Mortgage lenders have made significant changes to the availability of their mortgage products, some lenders are even going as far as to stop any new mortgage lending.
This is not limited to the smaller banks and building societies but has been across the entire spectrum including major high street banks.
Why are they doing this?
There are a couple of major reasons why lenders are doing this. Coronavirus has hit the workforce hard, with restrictions on employees affecting the Banks and Building Societies in the same way as everyone else. Basically, the levels of business a lender has the ability to deal with is reduced. Their response has been to remove products, thus reducing the incoming business. This has left lots of people without any product options.
The second major point is that physical mortgage valuations have not been possible due to the government guidelines. Some lenders do carry out desktop or drive by valuations but not all.
What does this mean for existing borrowers?
If you’re on a variable rate or tracker product you may not see any change in your monthly payments or interest rate as this is happening so fast the lenders are being very slow to pass the reduced interest rates down the line, this may be due to the significant impact coronavirus has had on their workforce. Some lenders however have addressed this issue by committing to passing on the full reduction to those entitled to it. Other lenders are delaying any change to those product rates, this would suggest they believe the Bank of England see the base rate reduction as a short term measure.
What about new mortgages borrowers?
You could be forgiven for assuming that the reduction in base rate will have an immediate impact on the rates available to mortgage borrowers, but this has not been the case so far. Most lenders have not reduced their rates at all with many withdrawing higher loan to value product ranges entirely, it looks like the risk of higher loan to value mortgages is too much for most lenders at the moment.
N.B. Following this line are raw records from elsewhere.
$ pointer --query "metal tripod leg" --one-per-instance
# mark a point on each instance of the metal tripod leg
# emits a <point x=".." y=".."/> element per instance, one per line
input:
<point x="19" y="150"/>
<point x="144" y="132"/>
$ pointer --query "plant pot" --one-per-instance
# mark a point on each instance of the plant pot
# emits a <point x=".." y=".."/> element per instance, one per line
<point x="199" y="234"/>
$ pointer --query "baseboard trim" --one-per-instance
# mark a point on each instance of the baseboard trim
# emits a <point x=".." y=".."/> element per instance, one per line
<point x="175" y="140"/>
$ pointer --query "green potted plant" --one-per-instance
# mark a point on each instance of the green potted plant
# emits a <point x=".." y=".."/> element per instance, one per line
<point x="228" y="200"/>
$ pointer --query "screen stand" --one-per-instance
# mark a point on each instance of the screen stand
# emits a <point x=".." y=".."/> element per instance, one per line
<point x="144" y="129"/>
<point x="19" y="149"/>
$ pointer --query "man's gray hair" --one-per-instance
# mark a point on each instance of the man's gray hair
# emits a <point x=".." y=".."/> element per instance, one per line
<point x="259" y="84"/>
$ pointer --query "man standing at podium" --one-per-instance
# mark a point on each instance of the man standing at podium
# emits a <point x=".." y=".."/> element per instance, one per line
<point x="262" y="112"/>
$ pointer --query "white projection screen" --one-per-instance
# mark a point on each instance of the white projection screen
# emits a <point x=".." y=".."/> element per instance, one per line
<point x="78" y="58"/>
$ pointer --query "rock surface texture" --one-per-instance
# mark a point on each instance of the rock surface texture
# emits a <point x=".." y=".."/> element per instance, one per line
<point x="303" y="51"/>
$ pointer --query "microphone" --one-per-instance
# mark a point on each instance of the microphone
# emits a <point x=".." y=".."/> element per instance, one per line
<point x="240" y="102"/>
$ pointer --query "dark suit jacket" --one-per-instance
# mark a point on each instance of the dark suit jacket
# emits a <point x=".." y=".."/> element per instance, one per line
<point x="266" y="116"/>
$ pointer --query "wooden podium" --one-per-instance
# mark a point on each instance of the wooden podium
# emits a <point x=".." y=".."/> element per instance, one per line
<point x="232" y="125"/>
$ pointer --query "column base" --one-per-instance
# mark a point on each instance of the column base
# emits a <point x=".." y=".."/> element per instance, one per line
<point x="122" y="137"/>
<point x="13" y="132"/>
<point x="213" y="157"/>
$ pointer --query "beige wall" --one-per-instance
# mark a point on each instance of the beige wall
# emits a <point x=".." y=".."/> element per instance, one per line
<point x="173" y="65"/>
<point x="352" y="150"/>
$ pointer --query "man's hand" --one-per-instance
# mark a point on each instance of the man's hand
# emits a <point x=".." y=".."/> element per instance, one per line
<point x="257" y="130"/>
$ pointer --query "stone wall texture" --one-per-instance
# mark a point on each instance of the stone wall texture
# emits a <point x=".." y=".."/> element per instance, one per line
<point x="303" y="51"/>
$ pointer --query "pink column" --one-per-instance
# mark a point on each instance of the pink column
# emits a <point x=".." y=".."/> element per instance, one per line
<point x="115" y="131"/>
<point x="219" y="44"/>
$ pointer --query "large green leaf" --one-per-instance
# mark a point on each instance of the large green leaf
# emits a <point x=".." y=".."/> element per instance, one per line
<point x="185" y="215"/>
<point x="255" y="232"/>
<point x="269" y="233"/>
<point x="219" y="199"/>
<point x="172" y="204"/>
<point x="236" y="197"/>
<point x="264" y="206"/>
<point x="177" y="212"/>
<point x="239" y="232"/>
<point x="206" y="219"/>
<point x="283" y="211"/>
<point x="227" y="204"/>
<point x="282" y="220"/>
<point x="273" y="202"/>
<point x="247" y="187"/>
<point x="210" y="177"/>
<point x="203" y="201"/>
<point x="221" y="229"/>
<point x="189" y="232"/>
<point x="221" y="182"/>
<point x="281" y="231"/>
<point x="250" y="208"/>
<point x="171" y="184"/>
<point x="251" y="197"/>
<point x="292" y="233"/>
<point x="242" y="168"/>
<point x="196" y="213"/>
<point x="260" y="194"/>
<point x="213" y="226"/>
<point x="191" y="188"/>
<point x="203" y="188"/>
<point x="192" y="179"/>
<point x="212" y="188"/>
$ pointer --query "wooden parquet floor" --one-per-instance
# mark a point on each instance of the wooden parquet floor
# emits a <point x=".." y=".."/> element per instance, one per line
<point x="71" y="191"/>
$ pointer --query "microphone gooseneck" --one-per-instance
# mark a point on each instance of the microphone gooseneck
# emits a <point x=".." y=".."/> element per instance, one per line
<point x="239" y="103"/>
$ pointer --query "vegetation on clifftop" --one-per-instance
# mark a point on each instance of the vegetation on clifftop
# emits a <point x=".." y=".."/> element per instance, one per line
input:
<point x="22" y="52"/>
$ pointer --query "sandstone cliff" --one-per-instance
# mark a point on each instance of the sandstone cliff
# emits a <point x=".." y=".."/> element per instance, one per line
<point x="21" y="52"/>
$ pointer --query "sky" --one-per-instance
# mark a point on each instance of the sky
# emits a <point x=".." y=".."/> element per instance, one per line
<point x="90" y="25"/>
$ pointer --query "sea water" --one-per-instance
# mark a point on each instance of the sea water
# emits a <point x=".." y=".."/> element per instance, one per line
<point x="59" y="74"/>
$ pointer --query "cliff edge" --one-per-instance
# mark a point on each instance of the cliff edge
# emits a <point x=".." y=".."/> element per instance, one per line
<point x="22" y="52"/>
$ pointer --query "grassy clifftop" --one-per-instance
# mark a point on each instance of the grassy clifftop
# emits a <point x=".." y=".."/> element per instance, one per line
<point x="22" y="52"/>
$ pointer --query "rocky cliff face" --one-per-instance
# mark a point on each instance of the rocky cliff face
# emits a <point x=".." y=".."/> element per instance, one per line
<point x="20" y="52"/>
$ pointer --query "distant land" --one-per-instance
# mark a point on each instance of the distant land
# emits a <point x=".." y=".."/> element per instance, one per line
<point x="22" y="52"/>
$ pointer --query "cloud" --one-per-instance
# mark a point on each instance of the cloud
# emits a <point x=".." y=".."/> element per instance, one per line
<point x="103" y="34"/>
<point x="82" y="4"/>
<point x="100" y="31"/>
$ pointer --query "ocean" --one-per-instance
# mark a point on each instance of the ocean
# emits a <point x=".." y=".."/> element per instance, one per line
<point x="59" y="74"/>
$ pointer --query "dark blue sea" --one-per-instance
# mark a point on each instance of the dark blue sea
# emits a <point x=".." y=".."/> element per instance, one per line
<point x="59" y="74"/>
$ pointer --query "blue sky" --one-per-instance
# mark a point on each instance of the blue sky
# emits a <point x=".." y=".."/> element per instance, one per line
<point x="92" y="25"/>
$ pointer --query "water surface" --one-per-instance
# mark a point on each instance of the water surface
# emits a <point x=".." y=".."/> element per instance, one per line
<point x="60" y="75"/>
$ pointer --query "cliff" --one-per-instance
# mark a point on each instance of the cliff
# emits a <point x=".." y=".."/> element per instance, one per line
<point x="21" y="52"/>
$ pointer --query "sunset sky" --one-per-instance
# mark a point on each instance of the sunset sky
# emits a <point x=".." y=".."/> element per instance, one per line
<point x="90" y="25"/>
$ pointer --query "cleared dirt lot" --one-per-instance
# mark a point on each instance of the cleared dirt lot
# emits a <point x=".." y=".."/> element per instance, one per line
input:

Some of the more niche lenders such as Together Money and Vida Home loans are simply not able to obtain money to lend themselves at the moment. They use the wholesale and capital markets which themselves are closed currently. This means these types of lenders are only able to work on existing mortgage applications and are unable to accept new ones.
Is getting a mortgage possible?
Lenders who have made changes have also made it clear that they are expecting these to be temporary due to the coronavirus situation, and are hoping to return to normality when possible.
When money is available to lend and surveyors are able to physically value a property the lenders are likely to revert back to their pre lockdown criteria and product ranges.
What can I do in the meantime?
The main thing to remember is that lenders want to lend money, it’s what they do. The measures they are taking at the moment are in response to the current situation. It is still possible to submit applications and more lenders are opening up higher loan to value products each week.
The main thing you can do is prepare yourself for the mortgage process, get in touch with a broker who can start researching for you, discussing your options and get an understanding of your situation. Check your credit report and make sure you’re in the best position possible when the dust settles.